Badan Pengelola Tabungan Perumahan Rakyat (BP Tapera) memastikan harga jual maksimal rumah subsidi pada tahun 2026 tidak mengalami kenaikan. Kebijakan ini diambil dengan mempertimbangkan kondisi daya beli masyarakat serta tren pasar perumahan subsidi saat ini, Kamis (16/04/2026).
Dilansir dari Kompas, penetapan harga tersebut tetap merujuk pada Keputusan Menteri Pekerjaan Umum dan Perumahan Rakyat (PUPR) Nomor 689/KPTS/M/2023. Aturan ini menetapkan batas harga untuk tahun 2024 yang otomatis diperpanjang jika belum ada regulasi baru.
Komisioner BP Tapera, Heru Pudyo Nugroho, menegaskan bahwa penyesuaian harga hunian bagi Masyarakat Berpenghasilan Rendah (MBR) memerlukan evaluasi mendalam terhadap kemampuan ekonomi konsumen.
"Belum. Itu kan kita harus melihat dulu kemampuan masyarakat sebagai daya beli dan tren rumah subsidi-nya juga," kata Heru Pudyo Nugroho, Komisioner BP Tapera.
Besaran harga maksimal rumah subsidi bervariasi tergantung wilayah geografis di Indonesia. Untuk wilayah Jawa (kecuali Jabodetabek) dan sebagian besar Sumatera, harga dipatok Rp 166.000.000, sementara wilayah Papua memegang limit tertinggi sebesar Rp 240.000.000.
| Wilayah | Harga Maksimal |
|---|---|
| Jawa (kecuali Jabodetabek) dan Sumatera (sebagian besar) | Rp 166.000.000 |
| Kalimantan (kecuali Murung Raya dan Mahakam Ulu) | Rp 182.000.000 |
| Sulawesi, Bangka Belitung, Kepulauan Mentawai, dan Riau | Rp 173.000.000 |
| Maluku, Bali, Nusa Tenggara, Jabodetabek, dan wilayah tertentu | Rp 185.000.000 |
| Papua dan seluruh provinsi pemekarannya | Rp 240.000.000 |
Masyarakat yang ingin mengakses hunian ini harus memenuhi kriteria WNI, belum pernah menerima subsidi pemerintah, dan tidak memiliki rumah. Proses pengajuan kini dipusatkan melalui aplikasi Tapera Mobile yang mengintegrasikan sistem SiKasep dan Sikumbang.

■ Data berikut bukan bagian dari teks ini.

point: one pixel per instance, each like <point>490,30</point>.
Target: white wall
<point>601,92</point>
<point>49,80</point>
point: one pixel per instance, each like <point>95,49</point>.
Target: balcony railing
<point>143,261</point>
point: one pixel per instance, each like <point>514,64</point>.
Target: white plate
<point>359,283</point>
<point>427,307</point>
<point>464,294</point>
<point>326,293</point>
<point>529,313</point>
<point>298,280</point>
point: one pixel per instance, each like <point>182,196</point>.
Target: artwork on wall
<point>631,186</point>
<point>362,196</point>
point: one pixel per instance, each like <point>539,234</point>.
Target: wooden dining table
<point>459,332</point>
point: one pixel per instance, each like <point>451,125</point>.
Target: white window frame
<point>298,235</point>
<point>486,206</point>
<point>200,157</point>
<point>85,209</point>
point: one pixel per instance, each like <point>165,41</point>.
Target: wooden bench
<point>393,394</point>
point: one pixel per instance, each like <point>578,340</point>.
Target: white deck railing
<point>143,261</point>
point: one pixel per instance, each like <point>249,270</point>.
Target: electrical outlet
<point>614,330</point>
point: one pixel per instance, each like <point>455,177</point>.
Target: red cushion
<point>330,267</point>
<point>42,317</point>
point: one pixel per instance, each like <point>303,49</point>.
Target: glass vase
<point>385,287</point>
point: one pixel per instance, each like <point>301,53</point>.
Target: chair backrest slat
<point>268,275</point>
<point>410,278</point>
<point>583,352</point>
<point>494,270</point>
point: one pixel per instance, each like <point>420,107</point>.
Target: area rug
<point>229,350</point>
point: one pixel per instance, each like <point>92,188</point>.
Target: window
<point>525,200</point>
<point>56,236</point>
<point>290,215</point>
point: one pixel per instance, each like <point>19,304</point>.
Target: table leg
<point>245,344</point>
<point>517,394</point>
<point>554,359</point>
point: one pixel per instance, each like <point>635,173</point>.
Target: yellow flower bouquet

"Tapera Mobile adalah integrasi antara Sikumbang dan Sikasep, sehingga dengan lebih memudahkan MBR untuk langsung ngecek rumahnya dalam satu aplikasi, enggak perlu pindah ke aplikasi yang lain," kata Heru Pudyo Nugroho, Komisioner BP Tapera.
Sistem ini mengharuskan calon debitur melakukan verifikasi identitas digital, mulai dari swafoto dengan KTP hingga verifikasi wajah. Pengguna kemudian dapat memilih lokasi rumah, bank penyalur, dan memantau progres pengajuan secara mandiri dalam satu platform.
"Setelah bertemu dengan tim sales pihak bank, calon debitur dapat memantau proses pengajuan KPR secara mandiri. Jika masih bingung dengan alurnya, bisa buka informasi terkait Tapera Mobile di website tapera.go.id," pungkas Heru Pudyo Nugroho, Komisioner BP Tapera.